But at five weeks old, Jay started sleeping through the night and David started going back to his own place. It was all very well David returning to his house, but I was being left with full responsibility for our baby. 

That’s not what I signed up for – if we were going to live apart, David wasn’t going to act like a bachelor while I dealt with every night shift. 

So I bought him a cot to take home and told him that although I didn’t want to live with him, he was going to have to do his share of the nights.

And we were soon arguing over who would get to have Jay for the night. 

Now Jay goes to David’s a few times a week, which is perfect as I get respite and Jay gets quality time with his dad.

He runs around packing his bag and telling his half-brothers he’s off to his Daddy’s house. David’s just bought him some fish and Jay loves watching them swim about. 

On the nights they are at David’s, I pour myself a glass of wine and watch my favourite TV shows. David’s a National Geographic kind of guy, I like Corrie. Our differences don’t rub each other up the wrong way because we don’t put ourselves in situations where they matter.

The financial implications of living apart

Financially, we’d be so much better off if David moved in here. He wouldn’t have to pay off a separate mortgage and pay separate bills. We’d be able to get by running just one car. 

We’d be able to afford a foreign holiday every year. But we would lose who we are and what makes us work. 
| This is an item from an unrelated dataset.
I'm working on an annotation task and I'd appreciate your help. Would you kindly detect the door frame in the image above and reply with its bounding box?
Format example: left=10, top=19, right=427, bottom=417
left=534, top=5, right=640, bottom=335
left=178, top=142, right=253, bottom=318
Whenever David comes over, there is such laughter in our house. But like me, the boys never assumed that just because David and I were getting married, he’d move in. 

I’ve been married twice before, David has been married once. We both know what it’s like to put your finances in one pot and we don’t like it, even if it does cost us more this way.

Nearly every day from the proposal to the wedding 18 months later, someone asked if getting married meant we’d move in together.

But our answer was always a categorical no – we passed the stage of feeling we need to explain ourselves but people still found us fascinating, asking how we make it work.

By the time I’ve given them my reasons, I usually got told that our decision sounded like a very good idea. Some people even tell me they wish they could do it themselves.

We married on the 19th July 2013. Our day had a blue and yellow theme, the colours of the Down Syndrome Awareness campaign.

We spent our first night as man and wife in the honeymoon suite of a hotel and had to share a bed. As usual, it was a disaster. It’s impossible to sleep next to David, he’s so spread-eagled. And he snores.

I’ve never stayed over at his place but David occasionally stays at mine. I’ve taken to putting him in the spare room when he does. We make love – of course we do. We’re just creative.

David is a fireman and works odd shifts and I’m a full time mum so sometimes he’ll pop over during the day… After 13 years together I still feel excited when I see him. 

David can be who he is and I can be who I am and we can do what we do best – laugh, have fun, enjoy each other. We’re not dragged down by the day to day problems of life. 

We are always delighted to see each other and don’t get annoyed by the little things that can weigh a relationship down, like teabags in the sink or an overflowing bin.

We don’t fall out over anything – I can’t remember the last time we squabbled.

We’re not holding on to our independence, we are holding on to our relationship. Our marriage works just perfectly living apart, together.